The Siege of Sziget or The Peril of Sziget (Hungarian: Szigeti veszedelem, Latin: Obsidio Szigetiana, Croatian: Opsada Sigeta) is a Hungarian epic poem in fifteen parts, written by Miklós Zrínyi in 1647 and published in 1651, about the final battle of his great-grandfather Nikola IV Zrinski (also Miklós Zrínyi in Hungarian) against the Ottomans in 1566.
The poem recounts in epic fashion the Battle of Szigetvár, in which a vastly outnumbered Croatian-Hungarian army tried to resist a Turkish invasion. The battle concluded when Captain Zrinski's forces, having been greatly depleted, left the fortress walls in a famous onslaught. Approximately four hundred troops forayed into the Turkish camp. The epic concludes with Zrinski killing Sultan Suleiman I, before being gunned down by janissaries. Being in the epic tradition, specifically modeled on the Iliad and the Gerusalemme Liberata, it opens with an invocation of a muse (in this case, the Virgin Mary), and often features supernatural elements; Cupid even appears in Part XII. Zrinski is several times compared to Hector in the text.

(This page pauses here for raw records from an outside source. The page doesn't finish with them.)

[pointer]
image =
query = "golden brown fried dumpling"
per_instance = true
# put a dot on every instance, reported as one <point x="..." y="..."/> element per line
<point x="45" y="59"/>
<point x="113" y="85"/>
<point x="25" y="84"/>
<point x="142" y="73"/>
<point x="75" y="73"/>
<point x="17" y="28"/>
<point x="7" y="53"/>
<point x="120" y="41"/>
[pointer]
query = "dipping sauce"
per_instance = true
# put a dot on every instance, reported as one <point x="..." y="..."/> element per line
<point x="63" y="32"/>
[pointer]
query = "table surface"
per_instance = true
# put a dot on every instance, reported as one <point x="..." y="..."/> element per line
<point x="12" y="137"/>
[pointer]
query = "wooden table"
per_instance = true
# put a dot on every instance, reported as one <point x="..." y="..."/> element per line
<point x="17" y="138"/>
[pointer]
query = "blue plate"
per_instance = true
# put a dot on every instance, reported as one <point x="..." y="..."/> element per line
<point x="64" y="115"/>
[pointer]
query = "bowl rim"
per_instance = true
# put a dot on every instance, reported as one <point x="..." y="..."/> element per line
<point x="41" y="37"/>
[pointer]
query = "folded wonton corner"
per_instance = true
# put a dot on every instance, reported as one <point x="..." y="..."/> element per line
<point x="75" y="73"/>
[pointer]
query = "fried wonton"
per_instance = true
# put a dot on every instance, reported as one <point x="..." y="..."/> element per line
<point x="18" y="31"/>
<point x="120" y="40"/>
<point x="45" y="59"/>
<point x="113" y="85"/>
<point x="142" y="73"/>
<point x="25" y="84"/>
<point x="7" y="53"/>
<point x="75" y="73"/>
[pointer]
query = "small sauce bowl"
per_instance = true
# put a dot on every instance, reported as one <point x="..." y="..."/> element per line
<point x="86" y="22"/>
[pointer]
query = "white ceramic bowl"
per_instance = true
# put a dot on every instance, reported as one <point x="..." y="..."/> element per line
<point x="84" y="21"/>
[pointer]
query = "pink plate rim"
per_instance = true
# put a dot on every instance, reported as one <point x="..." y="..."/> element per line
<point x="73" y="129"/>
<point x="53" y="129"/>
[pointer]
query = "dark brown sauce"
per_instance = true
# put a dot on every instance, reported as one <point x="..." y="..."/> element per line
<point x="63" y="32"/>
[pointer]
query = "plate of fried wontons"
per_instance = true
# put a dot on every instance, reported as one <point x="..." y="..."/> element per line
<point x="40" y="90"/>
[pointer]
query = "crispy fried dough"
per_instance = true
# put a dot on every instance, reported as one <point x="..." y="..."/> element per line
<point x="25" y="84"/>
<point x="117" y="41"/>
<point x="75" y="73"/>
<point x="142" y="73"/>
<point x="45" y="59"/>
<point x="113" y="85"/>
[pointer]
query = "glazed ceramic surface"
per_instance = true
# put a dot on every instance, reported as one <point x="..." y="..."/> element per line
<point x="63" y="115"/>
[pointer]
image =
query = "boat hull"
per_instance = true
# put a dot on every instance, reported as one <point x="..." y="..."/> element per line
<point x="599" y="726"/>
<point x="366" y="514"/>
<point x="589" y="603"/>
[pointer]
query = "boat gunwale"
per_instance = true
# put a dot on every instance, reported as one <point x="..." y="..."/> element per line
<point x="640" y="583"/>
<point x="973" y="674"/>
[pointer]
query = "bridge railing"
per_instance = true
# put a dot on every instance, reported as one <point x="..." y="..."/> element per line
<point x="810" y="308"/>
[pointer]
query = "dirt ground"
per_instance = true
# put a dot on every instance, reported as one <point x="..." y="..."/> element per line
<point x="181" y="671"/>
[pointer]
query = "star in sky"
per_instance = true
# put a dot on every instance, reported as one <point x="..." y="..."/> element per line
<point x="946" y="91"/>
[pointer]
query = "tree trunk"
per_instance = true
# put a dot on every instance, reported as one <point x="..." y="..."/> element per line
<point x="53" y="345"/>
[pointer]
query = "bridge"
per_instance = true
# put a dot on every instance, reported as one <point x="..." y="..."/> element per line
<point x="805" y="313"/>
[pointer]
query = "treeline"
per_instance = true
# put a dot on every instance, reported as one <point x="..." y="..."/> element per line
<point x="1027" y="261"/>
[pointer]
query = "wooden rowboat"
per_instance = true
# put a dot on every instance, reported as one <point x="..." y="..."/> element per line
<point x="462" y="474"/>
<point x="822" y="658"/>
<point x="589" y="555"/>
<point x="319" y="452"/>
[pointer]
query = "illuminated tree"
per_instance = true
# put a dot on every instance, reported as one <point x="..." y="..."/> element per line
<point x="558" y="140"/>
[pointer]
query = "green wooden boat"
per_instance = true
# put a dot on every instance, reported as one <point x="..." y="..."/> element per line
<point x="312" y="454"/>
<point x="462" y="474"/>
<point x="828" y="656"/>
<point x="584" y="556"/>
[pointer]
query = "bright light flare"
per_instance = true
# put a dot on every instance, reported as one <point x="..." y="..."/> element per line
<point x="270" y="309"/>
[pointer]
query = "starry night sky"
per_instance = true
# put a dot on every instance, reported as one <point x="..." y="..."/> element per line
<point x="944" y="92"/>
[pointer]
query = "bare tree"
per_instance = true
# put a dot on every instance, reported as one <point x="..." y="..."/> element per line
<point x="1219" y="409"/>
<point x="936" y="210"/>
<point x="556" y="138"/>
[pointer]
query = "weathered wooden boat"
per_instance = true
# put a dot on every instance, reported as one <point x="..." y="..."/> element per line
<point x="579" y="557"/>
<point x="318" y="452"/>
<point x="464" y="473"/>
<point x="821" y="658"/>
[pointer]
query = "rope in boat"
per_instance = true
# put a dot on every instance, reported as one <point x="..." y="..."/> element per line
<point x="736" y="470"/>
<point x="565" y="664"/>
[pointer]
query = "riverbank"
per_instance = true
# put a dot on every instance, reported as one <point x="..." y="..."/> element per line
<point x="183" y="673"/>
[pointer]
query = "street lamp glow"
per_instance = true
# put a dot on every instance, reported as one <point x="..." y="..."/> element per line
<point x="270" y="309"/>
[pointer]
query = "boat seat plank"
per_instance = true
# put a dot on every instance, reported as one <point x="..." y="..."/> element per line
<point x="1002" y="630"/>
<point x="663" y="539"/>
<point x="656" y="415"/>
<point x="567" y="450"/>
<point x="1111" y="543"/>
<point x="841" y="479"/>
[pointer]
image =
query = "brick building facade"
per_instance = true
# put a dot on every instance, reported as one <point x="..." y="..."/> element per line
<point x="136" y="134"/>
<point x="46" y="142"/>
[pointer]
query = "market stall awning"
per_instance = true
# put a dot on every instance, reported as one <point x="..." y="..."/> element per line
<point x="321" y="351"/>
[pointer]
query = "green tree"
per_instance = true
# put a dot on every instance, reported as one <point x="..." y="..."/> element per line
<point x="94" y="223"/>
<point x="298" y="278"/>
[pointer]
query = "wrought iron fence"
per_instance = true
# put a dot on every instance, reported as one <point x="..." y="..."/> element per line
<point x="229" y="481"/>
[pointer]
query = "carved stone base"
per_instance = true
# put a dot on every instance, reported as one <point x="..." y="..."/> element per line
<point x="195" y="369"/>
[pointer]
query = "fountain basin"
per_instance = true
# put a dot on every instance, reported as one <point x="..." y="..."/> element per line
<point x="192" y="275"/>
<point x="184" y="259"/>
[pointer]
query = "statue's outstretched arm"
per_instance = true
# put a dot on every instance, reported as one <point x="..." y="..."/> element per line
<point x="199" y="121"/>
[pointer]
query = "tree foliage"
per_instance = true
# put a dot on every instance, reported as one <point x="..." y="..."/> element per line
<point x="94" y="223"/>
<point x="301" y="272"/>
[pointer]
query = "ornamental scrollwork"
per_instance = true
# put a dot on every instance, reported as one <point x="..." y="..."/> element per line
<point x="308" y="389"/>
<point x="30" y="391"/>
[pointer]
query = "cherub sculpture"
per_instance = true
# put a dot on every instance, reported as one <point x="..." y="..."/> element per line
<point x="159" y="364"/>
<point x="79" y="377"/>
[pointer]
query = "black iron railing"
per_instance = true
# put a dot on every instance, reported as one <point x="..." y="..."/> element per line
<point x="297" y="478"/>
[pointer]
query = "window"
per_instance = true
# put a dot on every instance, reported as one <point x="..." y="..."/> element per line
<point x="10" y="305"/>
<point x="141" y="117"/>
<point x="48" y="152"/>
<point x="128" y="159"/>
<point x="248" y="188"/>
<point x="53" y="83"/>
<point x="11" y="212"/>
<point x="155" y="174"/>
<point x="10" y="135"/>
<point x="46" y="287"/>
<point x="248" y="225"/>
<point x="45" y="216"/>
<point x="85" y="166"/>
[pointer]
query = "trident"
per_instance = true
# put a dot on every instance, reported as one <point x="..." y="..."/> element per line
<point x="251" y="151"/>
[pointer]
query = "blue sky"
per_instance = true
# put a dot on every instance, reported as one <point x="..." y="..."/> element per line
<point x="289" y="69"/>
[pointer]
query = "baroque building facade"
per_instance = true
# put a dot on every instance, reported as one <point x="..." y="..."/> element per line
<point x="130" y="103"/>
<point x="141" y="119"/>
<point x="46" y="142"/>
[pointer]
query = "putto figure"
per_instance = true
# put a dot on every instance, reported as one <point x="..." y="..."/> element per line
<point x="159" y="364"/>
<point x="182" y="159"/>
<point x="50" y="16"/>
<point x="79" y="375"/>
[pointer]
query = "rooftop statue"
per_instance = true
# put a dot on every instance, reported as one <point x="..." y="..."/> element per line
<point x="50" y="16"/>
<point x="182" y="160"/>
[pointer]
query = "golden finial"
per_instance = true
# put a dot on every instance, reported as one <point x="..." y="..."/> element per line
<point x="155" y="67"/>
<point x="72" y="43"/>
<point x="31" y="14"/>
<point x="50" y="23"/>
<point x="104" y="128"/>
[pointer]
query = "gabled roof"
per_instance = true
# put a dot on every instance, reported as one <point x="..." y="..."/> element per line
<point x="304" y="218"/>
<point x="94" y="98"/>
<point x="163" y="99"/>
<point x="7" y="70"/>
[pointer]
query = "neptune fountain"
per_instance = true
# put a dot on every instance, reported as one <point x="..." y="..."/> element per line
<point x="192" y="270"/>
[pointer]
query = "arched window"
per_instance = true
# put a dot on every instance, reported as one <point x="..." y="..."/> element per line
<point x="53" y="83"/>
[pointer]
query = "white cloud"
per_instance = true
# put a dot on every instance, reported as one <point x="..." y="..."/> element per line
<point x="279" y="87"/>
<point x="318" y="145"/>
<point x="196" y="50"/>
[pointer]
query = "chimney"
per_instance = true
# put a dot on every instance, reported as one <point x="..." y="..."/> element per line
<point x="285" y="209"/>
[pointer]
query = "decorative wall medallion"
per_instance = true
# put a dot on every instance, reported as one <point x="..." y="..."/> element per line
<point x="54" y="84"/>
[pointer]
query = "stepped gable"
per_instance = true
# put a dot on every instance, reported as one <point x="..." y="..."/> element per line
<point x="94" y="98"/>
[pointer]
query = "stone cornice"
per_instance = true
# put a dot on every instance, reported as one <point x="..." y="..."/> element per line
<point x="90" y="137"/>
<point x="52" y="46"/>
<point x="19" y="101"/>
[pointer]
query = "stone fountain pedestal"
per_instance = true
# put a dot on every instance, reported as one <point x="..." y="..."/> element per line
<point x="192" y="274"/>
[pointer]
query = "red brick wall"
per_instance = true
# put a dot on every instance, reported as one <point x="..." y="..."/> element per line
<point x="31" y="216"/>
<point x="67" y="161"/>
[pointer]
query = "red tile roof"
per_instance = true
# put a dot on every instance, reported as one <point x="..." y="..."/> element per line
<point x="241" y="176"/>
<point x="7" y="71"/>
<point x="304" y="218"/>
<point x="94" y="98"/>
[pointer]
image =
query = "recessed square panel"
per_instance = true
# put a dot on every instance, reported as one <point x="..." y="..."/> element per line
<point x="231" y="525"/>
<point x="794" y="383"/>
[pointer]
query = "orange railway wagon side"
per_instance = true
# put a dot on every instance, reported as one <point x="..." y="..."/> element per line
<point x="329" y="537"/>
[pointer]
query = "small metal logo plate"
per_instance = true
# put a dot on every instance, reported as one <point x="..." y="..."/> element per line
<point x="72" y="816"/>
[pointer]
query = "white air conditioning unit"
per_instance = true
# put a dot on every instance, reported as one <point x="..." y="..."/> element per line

Kenneth Clark's renowned history Civilisation lists the Szigeti veszedelem as one of the major literary achievements of the 17th century. While John Milton's Paradise Lost is often credited as resurrecting the classical epic, it was published in 1667, a full sixteen years after the Veszedelem. Petar Zrinski, the author's brother, published a Croatian version of the epic in 1660. The first English translation was published in 2011.[1]